Ms. Butts said Josh didn't know how to swim when he went out on a raft on Bird Lake. He fell off the raft and as he struggled, no one could save him.

“Josh got out too far, but his friends were back up on land and by the time they got to Josh, it was too late,” she said.

He was a student at Toledo Accelerated Academy, a charter school, and was active in sports, enjoyed drawing and working on computers, and was a natural conversationalist.

Ms. Butts, who works in Toledo Lucas County Municipal Court, has one other child, an adult daughter.

She said African-Americans generally don't have as many opportunities to learn to swim as whites do and she believed she needed to take action.

“We drown and nobody does anything about it,” she said.

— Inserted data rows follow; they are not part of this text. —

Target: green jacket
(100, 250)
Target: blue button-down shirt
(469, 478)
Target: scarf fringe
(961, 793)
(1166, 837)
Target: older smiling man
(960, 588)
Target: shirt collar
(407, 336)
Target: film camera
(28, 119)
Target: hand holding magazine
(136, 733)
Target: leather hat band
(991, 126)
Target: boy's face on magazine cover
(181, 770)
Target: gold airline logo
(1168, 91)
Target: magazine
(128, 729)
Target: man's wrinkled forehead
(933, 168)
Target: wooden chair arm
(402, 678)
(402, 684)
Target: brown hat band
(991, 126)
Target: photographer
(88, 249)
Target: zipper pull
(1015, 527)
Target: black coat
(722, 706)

The lessons in the Josh Project are offered in four, half-hour sessions that occur over four-week periods at St. Francis de Sales High School.

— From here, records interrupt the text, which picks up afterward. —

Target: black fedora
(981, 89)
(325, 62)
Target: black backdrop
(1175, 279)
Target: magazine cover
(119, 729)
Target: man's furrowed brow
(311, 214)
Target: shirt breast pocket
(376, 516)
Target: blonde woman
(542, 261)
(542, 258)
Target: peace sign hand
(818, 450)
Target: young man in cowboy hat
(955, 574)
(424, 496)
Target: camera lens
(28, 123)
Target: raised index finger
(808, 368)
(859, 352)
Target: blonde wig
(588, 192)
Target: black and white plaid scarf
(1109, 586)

Sanctioned through USA Swimming and the Greater Toledo Aquatic Club, they cost $10 per four-class session.

The youngest participants are 3 years old.

Children should learn how to swim, just as they learn how to prevent fires or how to cross the street, Ms. Butts said, calling swimming a “life skill.”

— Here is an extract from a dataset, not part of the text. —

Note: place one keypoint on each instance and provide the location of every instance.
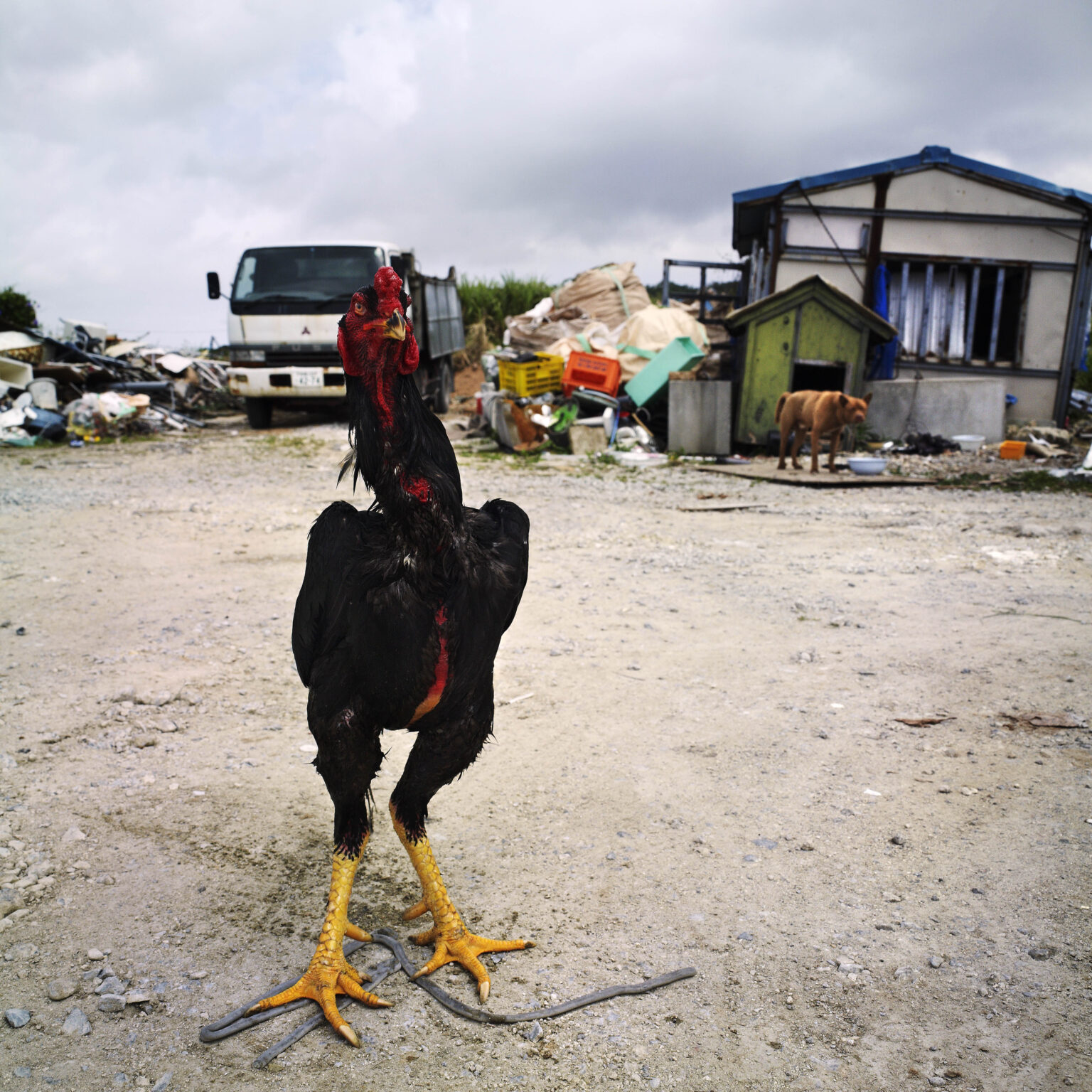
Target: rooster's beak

Her efforts have paid off with national exposure, including a feature story that first aired last night on HBO Real Sports with Bryant Gumbel. It was in a segment about teaching minority children how to swim.

She said the producers took her to Bird Lake this year to film the segment, which was difficult for her.

The episode will run five more times over the month on HBO.

But the experience brought her a form of closure.

“It was good for me to see the place where he took his last breath,” she said.

She's also confronting her own fear of the water, taking lessons through the project that she helped form. Each day that she's there to swim, she takes pride in what her son helped create.

“It's a healing thing to know that if it hadn't been for my Josh, they wouldn't be learning how to swim,” Ms. Butts said. “It won't bring my son back, but that's OK because nothing will bring him back. But he lives on through the Josh Project.”